In the 150-member House, about 20 districts represented by men have drawn major-party female challengers, and on Tuesday, Celia Israel, a Democrat, won a special runoff for an Austin seat vacated by a man. She will seek a full term in November.
“Sometimes it’s just a matter of women realizing their own power and taking the initiative when they haven’t been asked to the good old boys’ war room,” said Israel, who worked for Texas' last female governor, Democrat Ann Richards.
One barrier, Walsh said, was actually getting women to run for state legislature seats; the number of female candidates has changed very little in the last 20 years.

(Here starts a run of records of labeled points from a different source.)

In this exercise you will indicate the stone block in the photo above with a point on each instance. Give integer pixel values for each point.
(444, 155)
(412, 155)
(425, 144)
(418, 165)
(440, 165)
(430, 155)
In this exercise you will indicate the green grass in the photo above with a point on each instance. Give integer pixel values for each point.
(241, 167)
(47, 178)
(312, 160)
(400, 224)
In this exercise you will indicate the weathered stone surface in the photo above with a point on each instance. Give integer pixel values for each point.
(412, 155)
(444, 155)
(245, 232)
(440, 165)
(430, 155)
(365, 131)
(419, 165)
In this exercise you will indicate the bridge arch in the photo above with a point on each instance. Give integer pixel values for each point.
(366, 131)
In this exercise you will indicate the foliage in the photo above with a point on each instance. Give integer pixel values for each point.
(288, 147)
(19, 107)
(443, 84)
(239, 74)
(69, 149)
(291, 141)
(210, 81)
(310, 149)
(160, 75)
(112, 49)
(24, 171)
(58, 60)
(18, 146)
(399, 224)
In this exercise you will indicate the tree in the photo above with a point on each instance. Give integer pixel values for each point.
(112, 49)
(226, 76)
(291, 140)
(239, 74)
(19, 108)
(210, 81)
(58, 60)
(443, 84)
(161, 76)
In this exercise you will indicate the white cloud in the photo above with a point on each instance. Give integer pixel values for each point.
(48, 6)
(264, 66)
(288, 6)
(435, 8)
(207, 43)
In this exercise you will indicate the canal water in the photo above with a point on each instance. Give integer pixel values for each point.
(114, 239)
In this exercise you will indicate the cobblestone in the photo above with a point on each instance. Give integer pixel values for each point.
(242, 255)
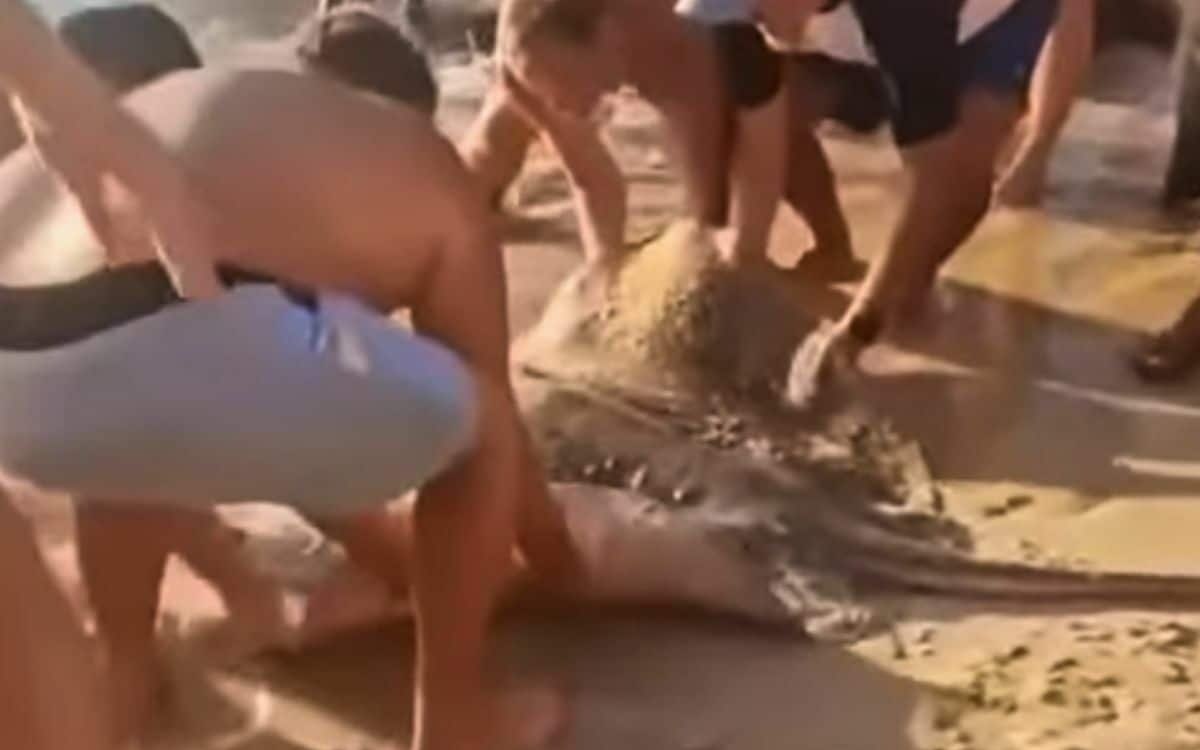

According to a 2008 survey of state legislators by the Rutgers center, nearly twice as many women representatives as men had not seriously considered running until someone suggested it.
Advocates for women in public service say losing the female voice at the table affects how policy is made. Female legislators are more likely to prioritize issues that affect women, families and children, Walsh said.
Rep. Stephanie Klick, R-Fort Worth, said having more women in office could also affect the legislative schedule. “There may be some changes to the calendar that they would like to see so they could participate fully in their family and serve,” said Klick, whose involvement in politics increased as her children grew older.
In the Texas Legislature, two Senate committees and five House committees have only male members, including the natural resources panels in both chambers.
A spokeswoman for House Speaker Joe Straus, a Republican, said a higher percentage of House women than men serve in committee leadership roles.
“Assignments are primarily a product of a member’s seniority and preference, but the speaker makes it a priority to consider geography, ethnicity, political party and gender in these decisions,” the spokeswoman, Erin Daly, said.
To former state Sen. Cyndi Taylor Krier, R-San Antonio, the Legislature’s current census is a significant improvement. She was the only woman in the Senate during her first session, in 1985. Krier said having more women could change the tone of discussions. She recalled a committee hearing about rape in which she felt that her male colleagues were not as sensitive as they should have been.
“It gives the Legislature a broader perspective when it has broad groups of people serving in it,” she said.